Если бы спасение собственной жизни было единственной заботой де Труа, он тотчас затерялся бы на просторах Передней Азии. Но нельзя же не довести до конца хлопоты, связанные с разрывом союза принцессы с графом Рено. По расчетам брата Гийома, Рено Шатильонский должен в конце сентября прибыть в свое заиорданское поместье и вымещать свою злость на неповинных крестьянах-сарацинах. На вопрос брата Реми, почему брат Гийом уверен, что Рено не отправится из Яффы куда-то еще, тот ответил, что графу некуда ехать. Во Франции и Италии его ждут кредиторы, а в Иерусалиме — палач. Рено, по замыслу тамплиеров, будет камнем, начинающим великий обвал отношений Иерусалимского королевства с султаном Саладином. Этот обвал обрушит укрепления реального Иерусалима, но укрепит духовную цитадель ордена. Понимая, что выполняет задание баснословной важности, Реми де Труа не понимал, почему он трудится без вдохновения. Только в начале миссии его мозг трудился в полную силу, в результате чего возник сложный, но зато беспроигрышный план. И вдруг что-то не так, что-то уму перестало нравиться. Смерти он не хотел и ее не пугался. Охоту фидаинов Синана на себя воспринимал как досадную неприятность, мешающую плавному движению событий. Но холод под сердцем возник у него до эпизода у городских ворот, и его всерьез волновало, что он не видит причины ощущения.

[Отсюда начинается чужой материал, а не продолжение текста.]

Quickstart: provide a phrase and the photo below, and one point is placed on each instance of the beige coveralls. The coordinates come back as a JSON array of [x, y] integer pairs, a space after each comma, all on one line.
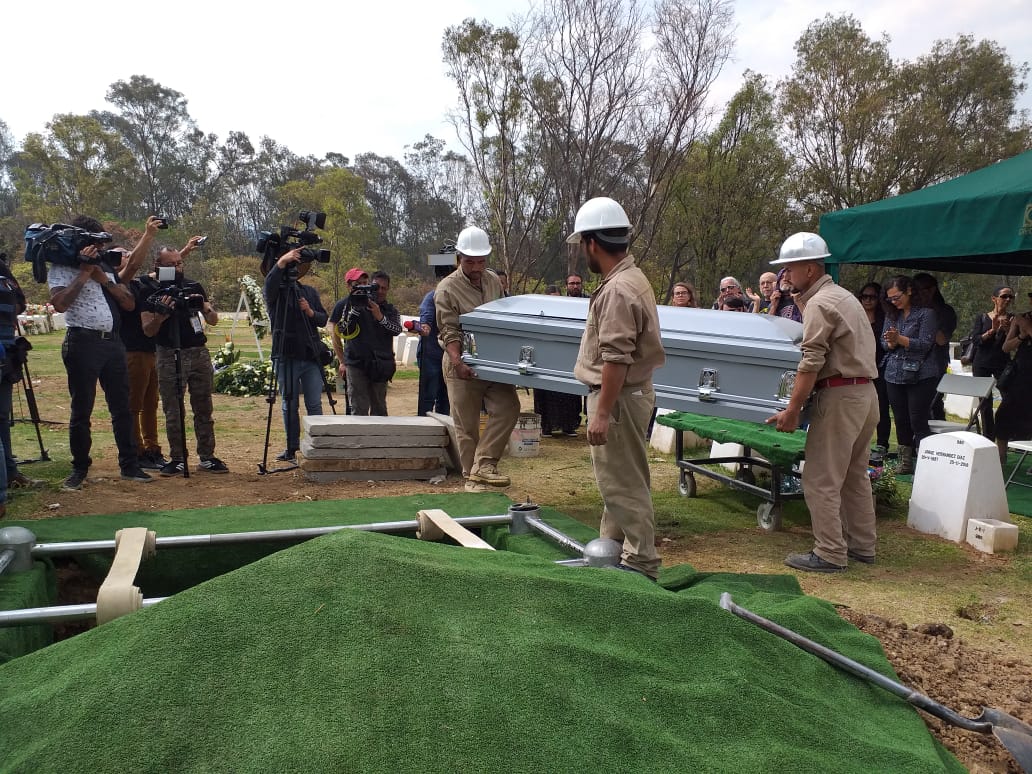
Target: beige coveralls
[[455, 295], [837, 342], [623, 327]]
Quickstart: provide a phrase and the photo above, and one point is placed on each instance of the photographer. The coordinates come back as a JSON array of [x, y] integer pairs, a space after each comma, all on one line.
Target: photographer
[[297, 314], [11, 304], [92, 298], [174, 319], [367, 323]]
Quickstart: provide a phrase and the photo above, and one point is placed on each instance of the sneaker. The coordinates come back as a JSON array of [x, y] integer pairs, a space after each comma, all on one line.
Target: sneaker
[[74, 482], [860, 557], [172, 468], [213, 464], [135, 474], [488, 474], [152, 460], [811, 562], [21, 481]]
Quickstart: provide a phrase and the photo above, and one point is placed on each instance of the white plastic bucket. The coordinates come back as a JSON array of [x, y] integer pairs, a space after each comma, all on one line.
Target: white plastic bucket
[[525, 438]]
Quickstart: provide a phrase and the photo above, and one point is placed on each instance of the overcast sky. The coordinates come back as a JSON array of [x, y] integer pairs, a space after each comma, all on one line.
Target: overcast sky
[[353, 77]]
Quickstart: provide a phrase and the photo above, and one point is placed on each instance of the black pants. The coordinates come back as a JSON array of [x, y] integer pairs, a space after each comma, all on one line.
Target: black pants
[[912, 408], [90, 359]]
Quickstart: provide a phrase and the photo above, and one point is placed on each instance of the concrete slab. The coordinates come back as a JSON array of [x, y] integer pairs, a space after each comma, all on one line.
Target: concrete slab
[[349, 425], [327, 478], [380, 463]]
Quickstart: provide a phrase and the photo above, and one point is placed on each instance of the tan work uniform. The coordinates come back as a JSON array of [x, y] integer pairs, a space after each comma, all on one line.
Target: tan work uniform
[[837, 342], [623, 327], [455, 295]]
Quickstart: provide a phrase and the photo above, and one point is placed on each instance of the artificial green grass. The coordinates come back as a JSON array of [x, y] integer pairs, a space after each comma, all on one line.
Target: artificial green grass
[[367, 652], [782, 449]]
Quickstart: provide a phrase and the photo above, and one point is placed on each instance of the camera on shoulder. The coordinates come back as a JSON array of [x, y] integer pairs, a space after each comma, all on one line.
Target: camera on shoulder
[[273, 245]]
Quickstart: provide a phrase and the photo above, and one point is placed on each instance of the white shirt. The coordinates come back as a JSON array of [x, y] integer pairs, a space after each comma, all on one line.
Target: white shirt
[[90, 310]]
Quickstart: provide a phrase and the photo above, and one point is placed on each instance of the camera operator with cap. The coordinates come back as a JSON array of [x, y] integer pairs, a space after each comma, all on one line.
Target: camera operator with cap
[[11, 304], [181, 331], [368, 324], [354, 277], [92, 298], [838, 367], [462, 291], [619, 350], [297, 314]]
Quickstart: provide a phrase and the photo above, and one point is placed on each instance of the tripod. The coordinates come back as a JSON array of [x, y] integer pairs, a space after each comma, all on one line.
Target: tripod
[[287, 308]]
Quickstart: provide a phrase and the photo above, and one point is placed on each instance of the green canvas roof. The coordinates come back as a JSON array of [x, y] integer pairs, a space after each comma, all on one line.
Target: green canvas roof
[[978, 223]]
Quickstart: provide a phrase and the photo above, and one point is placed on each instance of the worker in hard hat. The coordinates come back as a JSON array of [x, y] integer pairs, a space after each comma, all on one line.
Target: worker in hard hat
[[619, 350], [460, 292], [838, 368]]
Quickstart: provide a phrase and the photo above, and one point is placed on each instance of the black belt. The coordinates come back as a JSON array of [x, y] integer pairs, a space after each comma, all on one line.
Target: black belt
[[106, 335]]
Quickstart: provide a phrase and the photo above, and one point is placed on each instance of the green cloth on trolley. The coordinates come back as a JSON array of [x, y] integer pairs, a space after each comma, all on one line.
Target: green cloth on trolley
[[782, 449]]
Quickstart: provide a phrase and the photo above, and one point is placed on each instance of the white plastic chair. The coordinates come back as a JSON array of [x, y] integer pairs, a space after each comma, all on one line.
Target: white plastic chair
[[979, 388]]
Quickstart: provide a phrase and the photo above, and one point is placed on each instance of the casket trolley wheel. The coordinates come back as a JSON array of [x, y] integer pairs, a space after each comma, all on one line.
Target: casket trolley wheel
[[686, 484], [769, 517]]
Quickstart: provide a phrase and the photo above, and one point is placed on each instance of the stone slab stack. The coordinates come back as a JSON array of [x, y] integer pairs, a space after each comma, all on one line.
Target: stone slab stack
[[344, 448]]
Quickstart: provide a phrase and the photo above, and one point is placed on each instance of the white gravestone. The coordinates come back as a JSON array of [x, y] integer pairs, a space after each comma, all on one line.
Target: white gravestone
[[958, 478]]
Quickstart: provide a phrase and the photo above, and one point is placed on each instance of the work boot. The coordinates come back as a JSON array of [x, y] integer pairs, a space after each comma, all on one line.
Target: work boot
[[488, 474], [906, 460]]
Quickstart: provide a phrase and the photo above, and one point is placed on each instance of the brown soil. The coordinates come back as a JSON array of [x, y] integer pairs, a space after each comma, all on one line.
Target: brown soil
[[960, 676]]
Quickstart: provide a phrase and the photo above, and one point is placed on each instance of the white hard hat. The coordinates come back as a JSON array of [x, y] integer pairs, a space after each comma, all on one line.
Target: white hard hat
[[804, 246], [473, 242], [600, 214]]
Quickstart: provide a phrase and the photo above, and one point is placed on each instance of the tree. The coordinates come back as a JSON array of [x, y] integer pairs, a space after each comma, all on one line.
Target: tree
[[864, 128], [76, 167], [492, 123], [170, 152], [350, 231], [728, 207], [960, 111]]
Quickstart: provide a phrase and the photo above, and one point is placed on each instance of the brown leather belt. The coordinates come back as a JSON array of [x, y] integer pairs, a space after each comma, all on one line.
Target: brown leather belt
[[839, 382]]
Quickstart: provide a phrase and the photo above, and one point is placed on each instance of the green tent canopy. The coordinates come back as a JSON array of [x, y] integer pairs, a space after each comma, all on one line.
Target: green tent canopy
[[978, 223]]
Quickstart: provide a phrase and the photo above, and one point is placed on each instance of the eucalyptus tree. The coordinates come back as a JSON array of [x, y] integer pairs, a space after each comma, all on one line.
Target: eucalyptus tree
[[728, 208], [75, 166], [863, 127]]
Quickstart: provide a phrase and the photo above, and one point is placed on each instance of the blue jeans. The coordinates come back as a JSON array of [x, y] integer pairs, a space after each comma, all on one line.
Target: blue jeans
[[89, 359], [432, 391], [298, 377]]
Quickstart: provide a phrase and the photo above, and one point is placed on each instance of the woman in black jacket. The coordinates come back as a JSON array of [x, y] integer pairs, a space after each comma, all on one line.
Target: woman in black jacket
[[989, 332]]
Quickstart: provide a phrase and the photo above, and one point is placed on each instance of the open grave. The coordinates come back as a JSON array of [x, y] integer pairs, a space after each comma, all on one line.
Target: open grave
[[365, 651]]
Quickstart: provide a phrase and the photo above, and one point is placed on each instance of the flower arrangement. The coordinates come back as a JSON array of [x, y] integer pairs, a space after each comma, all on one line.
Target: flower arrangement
[[244, 379], [256, 302]]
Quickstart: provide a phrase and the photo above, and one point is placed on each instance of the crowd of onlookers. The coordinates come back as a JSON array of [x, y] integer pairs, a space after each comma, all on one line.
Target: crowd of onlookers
[[912, 326]]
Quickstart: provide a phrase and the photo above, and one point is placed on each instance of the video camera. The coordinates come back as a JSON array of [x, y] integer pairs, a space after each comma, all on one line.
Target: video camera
[[179, 298], [360, 295], [62, 245], [272, 245]]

Идя по ночной Яффе ко дворцу принцессы, он бессознательно выбирал новые дороги, чтобы затруднить работу каким-нибудь устроителям засад. При этом копался в своих ощущениях. События убедили его, что предчувствия не случайны.
Во дворце вечером было невесело. Первая причина — графская охота. Изабелла ревновала Рено к этой его привязанности. Она сознавала, что охота — чуть ли не единственное, кроме войны, развлечение знатных мужчин. Но когда граф Рено уезжал ни свет ни заря, не предупредив и потом не послав ей вестника любви, она причисляла охоту к своим врагам. Рено знал, что злит принцессу своими отлучками, выезжал уже на охоту из чувства противоречия.
Принцесса хандрила. Притом вела себя своеобразно, принимаясь судорожно наводить порядок в своем придворном хозяйстве.
Войдя во дворец, Реми де Труа почувствовал атмосферу неправедного суда. Там рыдала камеристка, остриженная наголо за то, что обвинила другую камеристку в краже черепахового гребня. Там стонал высеченный плетьми худосочный дворянин, просивший возместить убытки, нанесенные его усадьбе и дому свитой ее высочества во время последнего выезда. Этому просителю выпала честь попасть под горячую руку принцессы.
— Тс, тс, — Реми де Труа увидел де Комменжа, высунувшегося из-за сундука, за которым тот прятался.
— Сударь, что с вами? — спросил де Труа.
— Не ходите туда, сударь, — чихнул «приближенный». — Ее высочество в гневе…
— Да что случилось? — опять спросил де Труа.
— Данже досталось шандалом по спине. Старик не может разогнуться.
Де Труа обнаружил принцессу в зале, каковой велено было именовать тронным. Посреди него стоял длинный, уставленный закусками стол с перевернутыми в гневе сосудами, разбросанными фруктами. Под столом тихо трясся карлик.
Ожидая увидеть мрачную, неприбранную хозяйку, де Труа весьма удивился, когда ему предстала изысканно одетая, тщательно причесанная и лукаво улыбающаяся Изабелла.
— Наконец, и вы, сударь.
Шевалье поклонился.
— Вас не предупредили, что сегодня ко мне подходить опасно?